Endorsements by Industry Professionals:
Product endorsement by Occupational Therapists, doctors or other industry personalities often is done as a marketing promotion to give a product recognition.
This can be open to bias as the person giving the endorsement is receiving a payment incentive for giving the product appreciation. In many cases, this person will have had no input to the design, may not have independently analysed clinical data relating to the product and may not even be aware of how the products’ features could impact patient outcomes.
A lab trial would entail a product being tested in a very controlled, artificial environment, often using healthy volunteers under very specific conditions. As a tool, it can be useful in analysing small changes in external factors impacting the volunteer. In these cases, tools such as pressure maps can be useful in highlighting some of the effects of those changes.

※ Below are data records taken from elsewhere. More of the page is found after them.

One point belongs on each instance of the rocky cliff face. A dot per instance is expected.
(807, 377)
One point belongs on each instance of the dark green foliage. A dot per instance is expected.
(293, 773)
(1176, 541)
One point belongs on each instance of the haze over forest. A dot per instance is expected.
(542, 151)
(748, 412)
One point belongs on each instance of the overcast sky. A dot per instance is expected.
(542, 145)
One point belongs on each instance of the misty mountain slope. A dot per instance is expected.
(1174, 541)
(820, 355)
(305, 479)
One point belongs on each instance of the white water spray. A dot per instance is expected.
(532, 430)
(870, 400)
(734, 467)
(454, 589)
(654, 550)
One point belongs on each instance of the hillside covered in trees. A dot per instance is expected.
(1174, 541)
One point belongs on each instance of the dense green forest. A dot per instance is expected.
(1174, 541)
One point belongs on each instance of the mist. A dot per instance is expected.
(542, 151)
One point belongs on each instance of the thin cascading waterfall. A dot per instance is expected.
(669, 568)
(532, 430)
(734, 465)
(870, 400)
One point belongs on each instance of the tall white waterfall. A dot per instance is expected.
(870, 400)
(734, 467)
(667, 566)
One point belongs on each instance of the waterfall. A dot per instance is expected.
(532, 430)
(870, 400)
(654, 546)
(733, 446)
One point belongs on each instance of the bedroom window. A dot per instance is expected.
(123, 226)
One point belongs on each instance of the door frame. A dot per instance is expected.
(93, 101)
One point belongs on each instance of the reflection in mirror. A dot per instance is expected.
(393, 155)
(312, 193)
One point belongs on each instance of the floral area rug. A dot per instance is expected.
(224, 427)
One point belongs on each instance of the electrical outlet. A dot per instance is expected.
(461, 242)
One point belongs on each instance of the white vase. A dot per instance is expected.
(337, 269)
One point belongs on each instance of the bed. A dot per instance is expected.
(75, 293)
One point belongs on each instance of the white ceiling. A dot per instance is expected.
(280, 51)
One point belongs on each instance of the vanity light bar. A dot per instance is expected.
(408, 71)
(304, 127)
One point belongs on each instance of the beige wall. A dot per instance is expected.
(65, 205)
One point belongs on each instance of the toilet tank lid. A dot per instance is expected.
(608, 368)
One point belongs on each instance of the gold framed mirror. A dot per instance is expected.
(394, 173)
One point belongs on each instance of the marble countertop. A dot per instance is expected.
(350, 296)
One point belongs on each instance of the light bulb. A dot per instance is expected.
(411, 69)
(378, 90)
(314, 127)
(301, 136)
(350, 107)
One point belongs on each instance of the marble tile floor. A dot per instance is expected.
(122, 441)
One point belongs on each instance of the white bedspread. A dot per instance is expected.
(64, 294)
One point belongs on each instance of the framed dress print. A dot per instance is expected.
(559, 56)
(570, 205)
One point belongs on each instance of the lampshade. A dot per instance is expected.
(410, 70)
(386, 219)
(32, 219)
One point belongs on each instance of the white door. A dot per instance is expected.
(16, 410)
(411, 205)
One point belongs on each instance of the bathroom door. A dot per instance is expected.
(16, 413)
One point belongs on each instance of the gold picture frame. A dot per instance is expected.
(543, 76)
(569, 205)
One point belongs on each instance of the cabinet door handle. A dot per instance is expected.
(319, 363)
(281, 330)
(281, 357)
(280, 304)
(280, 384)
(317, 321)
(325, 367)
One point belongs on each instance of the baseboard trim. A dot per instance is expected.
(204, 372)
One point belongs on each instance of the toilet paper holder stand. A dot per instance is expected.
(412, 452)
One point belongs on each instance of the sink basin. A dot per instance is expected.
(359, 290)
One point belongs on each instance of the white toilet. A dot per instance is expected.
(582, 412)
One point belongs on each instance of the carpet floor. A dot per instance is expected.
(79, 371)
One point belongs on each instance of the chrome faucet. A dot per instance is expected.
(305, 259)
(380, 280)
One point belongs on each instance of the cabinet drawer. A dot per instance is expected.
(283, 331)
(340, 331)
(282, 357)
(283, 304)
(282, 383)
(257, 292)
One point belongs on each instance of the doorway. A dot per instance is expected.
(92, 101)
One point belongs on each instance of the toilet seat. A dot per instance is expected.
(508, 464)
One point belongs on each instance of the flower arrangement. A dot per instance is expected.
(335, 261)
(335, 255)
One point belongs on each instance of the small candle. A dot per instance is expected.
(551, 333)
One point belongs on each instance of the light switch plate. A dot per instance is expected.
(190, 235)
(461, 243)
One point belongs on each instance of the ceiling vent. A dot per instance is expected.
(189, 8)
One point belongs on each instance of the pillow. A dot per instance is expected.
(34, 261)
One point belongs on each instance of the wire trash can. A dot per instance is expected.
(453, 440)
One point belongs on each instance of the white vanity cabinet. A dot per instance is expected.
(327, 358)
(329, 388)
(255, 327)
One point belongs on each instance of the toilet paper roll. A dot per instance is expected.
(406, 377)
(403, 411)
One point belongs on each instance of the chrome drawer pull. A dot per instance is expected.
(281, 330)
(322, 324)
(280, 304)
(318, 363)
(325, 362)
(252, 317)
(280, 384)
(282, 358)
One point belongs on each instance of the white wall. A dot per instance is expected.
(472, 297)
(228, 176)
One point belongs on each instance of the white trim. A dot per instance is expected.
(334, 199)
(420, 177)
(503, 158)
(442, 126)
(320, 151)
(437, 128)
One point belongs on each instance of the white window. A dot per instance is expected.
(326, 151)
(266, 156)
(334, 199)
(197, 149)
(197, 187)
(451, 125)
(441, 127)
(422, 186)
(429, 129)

One must be careful when making the leap from taking the result of a lab trial and using that to draw conclusions for how a product may then work in a real-life setting. Let’s take the pressure map as an example.
When pressure mapping is done in these situations, an able-bodied person could be used to sit poorly on a chair and a snapshot is taken using a pressure mapping device. If the person moves their body, even only slightly, a very different result could be given. This result could show a much improved map of the person’s body with less red spikes and seemingly reduced pressure.
Some manufacturers would then take this improved image and use that on their marketing materials as a way to justify that their product can result in reduced pressure through parts of a patient’s body.
However, this pressure map only represents a snapshot of the pressure going through the volunteer’s body at this very specific period of time. This cannot be used to guarantee an effect or a similar outcome for an elderly person sitting in a chair for a long period of time in a nursing home under very different circumstances.
A lab trial can be useful as a small component of a larger study and pressure mapping does have its merits in certain circumstances.
However, when you’re presented with an image of a pressure map, you must establish if this pressure map is indicative of how this product might perform with your patient.
If the pressure mapping image was taken in a lab environment or with a healthy volunteer or over a short period of time and perhaps without ethical oversight, you would be advised to not base your clinical decision on that alone.
A literature review or “lit review” is an exercise that is undertaken to establish what research has been done on specific topics in the past.
In order to carry out a lit review, you must first establish the research question, search relevant databases for research on that subject and then define a set of criteria by which to weed out non-relevant research. For example, you could decide to do a lit review based on the research carried out in Canada in the past 5 years that focused on patients over 65 years old living in long term care who had suffered from a stroke.
It can be a beneficial exercise to carry out a lit review prior to a RCT as this allows a gap in research on the relevant topic to be identified, allowing the research to directly focus on this topic area.
As a result of a comprehensive lit review, you may establish that enough research exists on the topic and you may be comfortable in drawing conclusions from that. When research is sparse in the subject area, further research may be required.
Ulster University carried out a lit review of relevant research on the topic of specialised seating prior to conducting the RCT we refer to above. They determined that further research was required in the subject area and so they developed the Seating Matters / UUJ Randomised Control Trial to examine the subject area in greater depth.